İtirazın iptali davası, müddeabihi takip konusu yapılmış ve borçlunun itiraz etmiş olduğu alacak olan, normal bir eda (alacak) davasıdır. Yargılama usulü bakımından genel hükümlere tabidir. Takip alacaklısı tarafından takip borçlusuna karşı açılır. Borçlu bu davaya karşı vereceği cevapta ödeme emrine itiraz ederken bildirdiği itiraz sebepleri ile bağlı değildir. Borçlu cevap dilekçesinde itiraz ederken bildirmiş olup olmadığına da bakmaksızın bütün savunma sebeplerini bildirmelidir.

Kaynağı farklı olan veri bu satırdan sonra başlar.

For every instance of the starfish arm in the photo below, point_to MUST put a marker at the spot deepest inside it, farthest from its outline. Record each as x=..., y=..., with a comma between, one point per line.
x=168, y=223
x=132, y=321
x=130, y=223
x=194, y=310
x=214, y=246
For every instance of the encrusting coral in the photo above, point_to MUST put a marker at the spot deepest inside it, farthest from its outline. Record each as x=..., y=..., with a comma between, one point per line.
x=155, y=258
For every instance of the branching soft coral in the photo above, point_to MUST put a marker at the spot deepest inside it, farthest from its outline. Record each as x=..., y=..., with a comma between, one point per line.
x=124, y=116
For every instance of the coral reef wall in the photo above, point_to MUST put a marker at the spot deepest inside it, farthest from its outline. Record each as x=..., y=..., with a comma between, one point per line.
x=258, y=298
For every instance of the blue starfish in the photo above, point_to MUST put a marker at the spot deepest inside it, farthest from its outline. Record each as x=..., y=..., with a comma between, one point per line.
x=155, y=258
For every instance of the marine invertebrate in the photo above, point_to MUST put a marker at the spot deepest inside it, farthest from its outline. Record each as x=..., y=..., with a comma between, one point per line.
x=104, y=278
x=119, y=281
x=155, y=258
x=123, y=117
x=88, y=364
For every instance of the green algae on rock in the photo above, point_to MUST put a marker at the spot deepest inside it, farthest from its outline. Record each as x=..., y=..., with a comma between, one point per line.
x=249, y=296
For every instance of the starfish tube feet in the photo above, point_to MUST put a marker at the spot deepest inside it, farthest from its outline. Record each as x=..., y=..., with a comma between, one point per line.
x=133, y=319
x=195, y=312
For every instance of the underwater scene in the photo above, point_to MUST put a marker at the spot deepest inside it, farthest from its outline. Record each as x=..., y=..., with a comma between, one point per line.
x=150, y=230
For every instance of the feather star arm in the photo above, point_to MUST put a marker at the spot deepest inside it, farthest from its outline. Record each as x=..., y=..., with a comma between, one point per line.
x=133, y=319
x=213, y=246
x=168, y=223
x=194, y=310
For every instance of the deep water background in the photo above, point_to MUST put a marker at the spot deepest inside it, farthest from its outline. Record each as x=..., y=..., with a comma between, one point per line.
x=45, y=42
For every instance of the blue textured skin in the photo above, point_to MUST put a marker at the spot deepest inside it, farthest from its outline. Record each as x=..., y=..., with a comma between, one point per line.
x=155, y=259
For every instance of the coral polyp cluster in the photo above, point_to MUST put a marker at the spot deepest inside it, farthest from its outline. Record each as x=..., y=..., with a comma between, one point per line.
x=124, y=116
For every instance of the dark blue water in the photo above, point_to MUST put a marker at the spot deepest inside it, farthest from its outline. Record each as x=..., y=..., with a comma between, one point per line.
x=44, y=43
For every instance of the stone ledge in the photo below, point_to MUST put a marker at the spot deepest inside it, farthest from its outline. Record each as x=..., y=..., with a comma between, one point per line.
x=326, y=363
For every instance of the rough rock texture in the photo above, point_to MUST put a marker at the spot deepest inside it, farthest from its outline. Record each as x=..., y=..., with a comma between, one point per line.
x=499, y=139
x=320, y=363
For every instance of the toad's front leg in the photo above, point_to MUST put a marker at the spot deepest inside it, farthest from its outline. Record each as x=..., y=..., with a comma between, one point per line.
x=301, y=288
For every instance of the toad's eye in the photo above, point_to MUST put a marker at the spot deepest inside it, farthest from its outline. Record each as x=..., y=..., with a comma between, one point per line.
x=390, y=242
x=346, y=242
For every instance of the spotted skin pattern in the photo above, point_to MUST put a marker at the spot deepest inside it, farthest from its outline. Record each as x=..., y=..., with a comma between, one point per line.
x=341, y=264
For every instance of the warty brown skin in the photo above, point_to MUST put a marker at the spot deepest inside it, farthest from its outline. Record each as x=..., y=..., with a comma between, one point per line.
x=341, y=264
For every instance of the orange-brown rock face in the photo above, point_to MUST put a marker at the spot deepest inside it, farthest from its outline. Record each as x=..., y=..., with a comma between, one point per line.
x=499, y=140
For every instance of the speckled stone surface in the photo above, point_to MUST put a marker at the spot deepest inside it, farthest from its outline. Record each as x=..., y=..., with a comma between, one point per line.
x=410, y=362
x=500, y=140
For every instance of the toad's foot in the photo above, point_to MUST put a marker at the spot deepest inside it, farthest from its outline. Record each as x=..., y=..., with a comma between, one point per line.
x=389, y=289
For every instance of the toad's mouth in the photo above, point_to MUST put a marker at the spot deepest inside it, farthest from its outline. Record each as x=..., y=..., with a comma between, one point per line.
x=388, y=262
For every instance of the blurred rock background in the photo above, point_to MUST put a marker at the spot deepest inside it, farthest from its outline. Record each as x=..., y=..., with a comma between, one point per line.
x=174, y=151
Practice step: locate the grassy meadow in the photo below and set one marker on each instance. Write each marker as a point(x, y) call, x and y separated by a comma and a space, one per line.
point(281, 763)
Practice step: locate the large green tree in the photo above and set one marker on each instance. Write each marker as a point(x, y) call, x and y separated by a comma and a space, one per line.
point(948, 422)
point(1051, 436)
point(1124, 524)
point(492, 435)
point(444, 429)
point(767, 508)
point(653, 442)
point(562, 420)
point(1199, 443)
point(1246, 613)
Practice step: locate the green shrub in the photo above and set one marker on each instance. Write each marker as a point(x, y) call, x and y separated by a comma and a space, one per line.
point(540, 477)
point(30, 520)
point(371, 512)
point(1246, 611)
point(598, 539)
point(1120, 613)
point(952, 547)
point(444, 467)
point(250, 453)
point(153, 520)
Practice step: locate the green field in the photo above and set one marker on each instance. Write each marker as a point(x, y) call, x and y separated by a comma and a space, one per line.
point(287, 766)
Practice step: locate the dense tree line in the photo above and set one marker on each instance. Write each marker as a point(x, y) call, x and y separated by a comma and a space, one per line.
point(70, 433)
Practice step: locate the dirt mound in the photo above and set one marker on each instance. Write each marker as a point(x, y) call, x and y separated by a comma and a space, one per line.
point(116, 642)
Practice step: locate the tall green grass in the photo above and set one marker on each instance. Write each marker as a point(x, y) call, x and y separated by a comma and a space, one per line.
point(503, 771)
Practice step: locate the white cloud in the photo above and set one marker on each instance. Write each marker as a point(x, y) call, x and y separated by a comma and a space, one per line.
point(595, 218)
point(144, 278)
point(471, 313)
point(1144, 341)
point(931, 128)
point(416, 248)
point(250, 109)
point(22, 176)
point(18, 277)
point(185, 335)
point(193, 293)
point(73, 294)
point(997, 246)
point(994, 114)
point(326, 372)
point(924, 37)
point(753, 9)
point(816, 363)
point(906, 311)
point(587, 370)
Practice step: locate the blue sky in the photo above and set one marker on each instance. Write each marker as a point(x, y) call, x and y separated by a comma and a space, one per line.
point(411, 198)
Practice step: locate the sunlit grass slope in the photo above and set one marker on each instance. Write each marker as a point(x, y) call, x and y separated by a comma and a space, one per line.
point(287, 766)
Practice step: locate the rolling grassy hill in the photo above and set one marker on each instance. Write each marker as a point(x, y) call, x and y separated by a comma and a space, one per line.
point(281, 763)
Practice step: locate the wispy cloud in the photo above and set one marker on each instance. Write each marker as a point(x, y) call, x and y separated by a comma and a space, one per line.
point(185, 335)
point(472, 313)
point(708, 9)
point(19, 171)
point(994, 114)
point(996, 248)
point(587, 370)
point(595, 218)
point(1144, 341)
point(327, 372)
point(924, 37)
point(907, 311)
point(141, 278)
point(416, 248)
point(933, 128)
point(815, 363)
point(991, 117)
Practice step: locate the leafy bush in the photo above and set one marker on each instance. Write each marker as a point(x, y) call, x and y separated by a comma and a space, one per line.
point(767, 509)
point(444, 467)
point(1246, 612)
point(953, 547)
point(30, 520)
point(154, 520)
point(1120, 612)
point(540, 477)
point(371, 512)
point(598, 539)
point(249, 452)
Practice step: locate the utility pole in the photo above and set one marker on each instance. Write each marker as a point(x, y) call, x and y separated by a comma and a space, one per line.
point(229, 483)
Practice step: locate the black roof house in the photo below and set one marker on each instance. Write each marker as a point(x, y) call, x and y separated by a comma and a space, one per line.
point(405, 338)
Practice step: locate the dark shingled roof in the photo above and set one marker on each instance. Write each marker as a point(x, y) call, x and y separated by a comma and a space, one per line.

Alacaklı bu davada alacağının varlığını 6100 sayılı HMK’ ya göre caiz olan her türlü delille ispat edebilir.
Celp ve tetkik edilen —— dosyasında; davacı takip alacaklısı tarafından —-talebi ile davalı takip borçluları hakkında ilamsız takip başlatıldığı, ödeme emrinin davalı takip borçlularına usulüne uygun olarak tebliğ edildiği, davalı takip borçluları vekilinin —– tarihinde borca ve ferilerine karşı itiraz ettiği ve bunun üzerine takibin durduğu, itiraz dilekçesinin davacı takip alacaklısına tebliğ edilmediği, eldeki davanın yasal bir yıllık hak düşürücü süre içerisinde açıldığı anlaşılmıştır.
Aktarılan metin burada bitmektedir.